Guest Editor: Dr. Jorge Minguet Medina (Escuela de Arquitectura, Universidad de Málaga)

The dwelling of the average citizen - not the palace or the convent - was not considered Architecture until the latter, subjected to the labour pressures of decommunalisation and the Industrial Revolution, became a mass of urban and overcrowded population. It was fear of this mass - as much or more than mercy for it - that drove the development of collective housing as an architectural discipline which, consequently, incorporates, from its very birth, a normalising aspiration conducive to the social conformity of its inhabitants. "If the working man has his own house, I have no fear of revolution", said Lord Shaftesbury, one of the first and most important philanthropists dedicated to the promotion and study of social housing.

Today, a revolution is not to be expected. Perhaps because of this, housing conditions and access to them are escalating to levels of hardship and misery unthinkable a few decades ago, without there being a reaction to match the problem on the part of public administrations on any scale. Decades of deregulation and insistence on individualism and the laws of the market have turned the housing market not only into one of the deregulated ones, but also into one of the preferred markets for international speculation, which is increasingly alien to the fact of inhabitation. The globalised influences that confront the forced migration of people with the free flow of financial capital and digital nomads, have come to incorporate previously inconceivable difficulties, which refer to scales far removed from the local and regional. The public administrations responsible for housing, which operate at these smaller scales, are either helpless in the face of these problems or, if they have a neoliberal ideology, they deliberately reinforce them. Thus, the housing market, transferred from local to global scale, gradually ceases to be accessible to the average citizen and inhabitant, not only as an owner, but even as a tenant.

However, Human Rights, numerous National Constitutions, and other often overlooked declarations of rights at all levels continue to recognize the Right to Housing as fundamental. This right is essential for the personal and social development of the individual, a cornerstone for both democracy and capitalism - though the latter, when taken to extremes, tends to contradict it. We need to think of housing as an element capable of making us gain autonomy and of consolidating our identity and sense of belonging, as well as the most basic relationships in our immediate social environment: it provides us with a place in the world.. The democratisation of society is not possible without solving the most pressing housing problems. Housing is emancipatory, and this capacity can be developed at all scales: from the detailed design of housing, to policies at all scales, including international ones, for its regulation, promotion, control, etc. 

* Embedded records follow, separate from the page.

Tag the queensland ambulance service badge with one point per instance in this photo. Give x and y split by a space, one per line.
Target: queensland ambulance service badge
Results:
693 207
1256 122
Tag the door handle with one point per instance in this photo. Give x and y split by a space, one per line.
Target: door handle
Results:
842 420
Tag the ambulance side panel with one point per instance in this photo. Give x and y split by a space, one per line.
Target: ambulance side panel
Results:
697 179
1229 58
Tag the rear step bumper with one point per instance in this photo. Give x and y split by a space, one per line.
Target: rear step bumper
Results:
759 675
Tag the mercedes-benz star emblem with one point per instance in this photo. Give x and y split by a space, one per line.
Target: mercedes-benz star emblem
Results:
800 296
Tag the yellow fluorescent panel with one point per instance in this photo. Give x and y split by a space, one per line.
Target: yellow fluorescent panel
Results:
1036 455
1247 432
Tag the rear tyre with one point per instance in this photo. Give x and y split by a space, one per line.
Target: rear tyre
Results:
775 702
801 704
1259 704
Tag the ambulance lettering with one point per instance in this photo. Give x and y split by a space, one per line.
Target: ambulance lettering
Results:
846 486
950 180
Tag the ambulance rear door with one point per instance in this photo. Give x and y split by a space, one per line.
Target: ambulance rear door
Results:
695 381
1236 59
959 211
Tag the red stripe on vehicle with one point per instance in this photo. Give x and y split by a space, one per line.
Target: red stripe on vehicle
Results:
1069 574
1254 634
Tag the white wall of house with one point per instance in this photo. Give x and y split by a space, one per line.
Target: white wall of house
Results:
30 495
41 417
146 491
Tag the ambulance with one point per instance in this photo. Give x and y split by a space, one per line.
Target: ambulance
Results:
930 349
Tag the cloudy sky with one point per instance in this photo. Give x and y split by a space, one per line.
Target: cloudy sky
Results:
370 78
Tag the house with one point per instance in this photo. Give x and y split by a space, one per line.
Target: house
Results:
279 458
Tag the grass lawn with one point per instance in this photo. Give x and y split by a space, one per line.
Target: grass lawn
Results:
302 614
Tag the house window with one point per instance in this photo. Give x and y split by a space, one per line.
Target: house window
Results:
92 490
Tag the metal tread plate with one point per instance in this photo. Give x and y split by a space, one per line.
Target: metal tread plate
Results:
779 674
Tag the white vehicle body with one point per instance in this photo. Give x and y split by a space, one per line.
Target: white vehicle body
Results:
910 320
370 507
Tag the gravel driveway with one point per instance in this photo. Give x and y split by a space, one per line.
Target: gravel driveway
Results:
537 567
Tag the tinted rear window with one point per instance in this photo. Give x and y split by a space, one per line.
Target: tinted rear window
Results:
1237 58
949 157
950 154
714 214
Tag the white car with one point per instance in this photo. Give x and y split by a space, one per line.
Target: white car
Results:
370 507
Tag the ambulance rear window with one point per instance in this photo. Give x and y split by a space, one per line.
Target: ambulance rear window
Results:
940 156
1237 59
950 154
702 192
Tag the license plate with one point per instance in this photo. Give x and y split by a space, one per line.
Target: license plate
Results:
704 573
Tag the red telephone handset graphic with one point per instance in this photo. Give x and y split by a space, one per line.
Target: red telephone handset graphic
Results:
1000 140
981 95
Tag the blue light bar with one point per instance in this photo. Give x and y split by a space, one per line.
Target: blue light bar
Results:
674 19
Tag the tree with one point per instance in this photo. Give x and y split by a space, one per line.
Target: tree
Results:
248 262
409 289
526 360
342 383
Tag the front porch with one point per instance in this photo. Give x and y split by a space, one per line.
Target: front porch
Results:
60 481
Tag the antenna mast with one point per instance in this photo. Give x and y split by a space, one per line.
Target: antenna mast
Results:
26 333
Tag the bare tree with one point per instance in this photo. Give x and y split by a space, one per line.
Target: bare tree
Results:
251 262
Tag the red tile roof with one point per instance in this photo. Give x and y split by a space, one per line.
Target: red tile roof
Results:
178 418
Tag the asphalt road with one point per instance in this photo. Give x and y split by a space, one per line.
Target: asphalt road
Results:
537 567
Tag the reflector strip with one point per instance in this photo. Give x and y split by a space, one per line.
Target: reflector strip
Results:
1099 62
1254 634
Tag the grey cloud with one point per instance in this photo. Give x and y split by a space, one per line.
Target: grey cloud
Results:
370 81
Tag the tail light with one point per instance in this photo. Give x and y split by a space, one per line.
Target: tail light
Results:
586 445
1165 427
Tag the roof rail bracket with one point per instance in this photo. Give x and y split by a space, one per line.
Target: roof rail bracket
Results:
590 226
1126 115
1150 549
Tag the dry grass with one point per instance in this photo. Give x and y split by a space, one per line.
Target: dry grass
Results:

Papers are invited to reflect on these issues from any of these perspectives or scales: from the historical narrative of the related issues, globally or locally; to proposals for measures, policies, and systems of design and construction, as well as of tenure and management, aimed at understanding and promoting this emancipatory dimension of housing. This call expressly seeks to embrace the multidimensionality of the problem, and hopes to create links between very diverse but somehow convergent approaches to the broad idea being pursued.

Call for submissions: launch on 16 May 2024.

Deadline for submission of articles: 14 October 2024.

Communication to authors: 14 December 2024.